‘Je moet postbode worden’,
zei de man die me de dag
rondreed dat mijn toekomstvisioen
veranderde in nachtmerries.
‘De mensen blijven altijd
post versturen. De overheid
is een goede werkgever,
die je nooit zal ontslaan.
Dan heb je zekerheid.’

Daar zat ik dan op de
achterbank en keek hoe de
werkelijkheid langs me gleed,
geen barstje te zien, het was
zo aangeharkt en zo braaf.
Mijn klasgenootjes kregen
harde plassertjes van het
woord ‘zekerheid’.

Eéntje wilde zelfs soldaat worden,
‘want dan ga je op je
vijftigste met pensioen en
heb je rust’, sprak deze 12-jarige
oude man.

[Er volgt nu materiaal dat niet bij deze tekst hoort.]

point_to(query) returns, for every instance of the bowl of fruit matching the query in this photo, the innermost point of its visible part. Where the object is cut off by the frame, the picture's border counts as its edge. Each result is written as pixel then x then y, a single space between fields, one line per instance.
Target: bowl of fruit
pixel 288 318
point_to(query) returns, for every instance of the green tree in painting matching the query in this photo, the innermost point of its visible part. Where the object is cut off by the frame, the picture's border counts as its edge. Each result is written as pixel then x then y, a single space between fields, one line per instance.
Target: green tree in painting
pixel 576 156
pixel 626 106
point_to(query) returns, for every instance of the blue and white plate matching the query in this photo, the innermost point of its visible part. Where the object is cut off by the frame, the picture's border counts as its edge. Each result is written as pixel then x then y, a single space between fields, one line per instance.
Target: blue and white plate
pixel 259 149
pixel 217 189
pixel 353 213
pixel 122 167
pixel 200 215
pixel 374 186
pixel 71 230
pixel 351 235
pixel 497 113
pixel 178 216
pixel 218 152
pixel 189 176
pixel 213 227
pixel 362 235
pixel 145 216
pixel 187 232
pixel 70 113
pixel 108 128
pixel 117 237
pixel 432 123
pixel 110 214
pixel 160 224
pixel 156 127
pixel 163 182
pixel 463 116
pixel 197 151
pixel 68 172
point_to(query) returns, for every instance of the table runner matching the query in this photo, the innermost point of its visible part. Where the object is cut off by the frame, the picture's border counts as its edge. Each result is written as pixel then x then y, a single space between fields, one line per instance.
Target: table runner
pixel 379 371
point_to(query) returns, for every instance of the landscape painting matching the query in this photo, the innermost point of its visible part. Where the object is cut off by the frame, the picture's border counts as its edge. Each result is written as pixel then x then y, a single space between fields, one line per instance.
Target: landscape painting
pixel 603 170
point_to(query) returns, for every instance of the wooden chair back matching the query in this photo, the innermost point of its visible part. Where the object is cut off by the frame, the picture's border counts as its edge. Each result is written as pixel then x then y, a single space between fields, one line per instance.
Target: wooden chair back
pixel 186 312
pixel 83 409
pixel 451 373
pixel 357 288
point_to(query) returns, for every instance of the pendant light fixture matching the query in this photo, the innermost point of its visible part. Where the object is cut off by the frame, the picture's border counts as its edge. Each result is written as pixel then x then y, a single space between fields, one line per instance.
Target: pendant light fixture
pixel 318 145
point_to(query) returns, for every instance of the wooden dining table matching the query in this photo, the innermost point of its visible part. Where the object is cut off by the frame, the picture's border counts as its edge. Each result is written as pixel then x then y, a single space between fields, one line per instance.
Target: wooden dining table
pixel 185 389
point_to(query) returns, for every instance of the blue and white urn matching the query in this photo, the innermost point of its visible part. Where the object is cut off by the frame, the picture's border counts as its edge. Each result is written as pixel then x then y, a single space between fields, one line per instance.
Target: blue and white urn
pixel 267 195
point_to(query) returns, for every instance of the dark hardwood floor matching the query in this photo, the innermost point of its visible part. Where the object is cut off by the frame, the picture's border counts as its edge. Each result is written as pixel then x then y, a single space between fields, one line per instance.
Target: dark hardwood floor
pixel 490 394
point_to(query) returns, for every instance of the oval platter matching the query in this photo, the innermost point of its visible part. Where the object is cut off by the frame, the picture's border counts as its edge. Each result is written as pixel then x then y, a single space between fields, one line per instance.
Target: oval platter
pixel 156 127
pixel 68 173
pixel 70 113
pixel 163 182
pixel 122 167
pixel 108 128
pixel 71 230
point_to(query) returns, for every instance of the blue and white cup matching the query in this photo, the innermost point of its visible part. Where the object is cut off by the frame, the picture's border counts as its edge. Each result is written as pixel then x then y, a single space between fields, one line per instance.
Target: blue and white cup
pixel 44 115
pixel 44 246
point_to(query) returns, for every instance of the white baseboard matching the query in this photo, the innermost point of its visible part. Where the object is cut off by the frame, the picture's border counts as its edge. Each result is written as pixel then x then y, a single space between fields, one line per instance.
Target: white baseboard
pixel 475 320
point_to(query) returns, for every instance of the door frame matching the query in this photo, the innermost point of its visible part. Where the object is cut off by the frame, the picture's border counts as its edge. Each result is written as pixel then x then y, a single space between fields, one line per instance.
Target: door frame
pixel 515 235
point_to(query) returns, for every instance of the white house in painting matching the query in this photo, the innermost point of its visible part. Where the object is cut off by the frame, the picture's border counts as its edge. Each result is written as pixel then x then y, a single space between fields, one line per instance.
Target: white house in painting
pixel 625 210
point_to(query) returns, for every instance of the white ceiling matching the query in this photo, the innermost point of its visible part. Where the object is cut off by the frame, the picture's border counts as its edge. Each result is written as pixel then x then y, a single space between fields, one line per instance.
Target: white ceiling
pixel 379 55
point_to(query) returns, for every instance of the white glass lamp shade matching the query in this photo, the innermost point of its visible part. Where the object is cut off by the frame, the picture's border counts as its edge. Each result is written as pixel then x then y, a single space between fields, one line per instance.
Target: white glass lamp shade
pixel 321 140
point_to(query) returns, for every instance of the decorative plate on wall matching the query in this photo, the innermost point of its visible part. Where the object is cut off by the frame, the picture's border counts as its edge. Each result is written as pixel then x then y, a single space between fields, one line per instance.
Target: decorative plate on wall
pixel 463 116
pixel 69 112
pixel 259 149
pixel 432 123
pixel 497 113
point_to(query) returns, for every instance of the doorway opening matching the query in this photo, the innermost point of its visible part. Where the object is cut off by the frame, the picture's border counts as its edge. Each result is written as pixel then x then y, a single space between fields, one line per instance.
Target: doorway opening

Er liep een stroompje
speeksel over zijn kin toen hij
aan zijn kalme oude dag dacht.

De toekomst was voor mij
een mistbank, een rotonde zonder
afrit. Deze beroepenmarkt een
tochtje door de hel. Wat bestonden er
veel beroepen die mij niet boeiden:
pijpfitter, lasser, timmerman.

Ik vroeg een leraar hoe ik
dichter kon worden. Hij schudde
zijn hoofd.
Even later kwam er een
busje voor rijden.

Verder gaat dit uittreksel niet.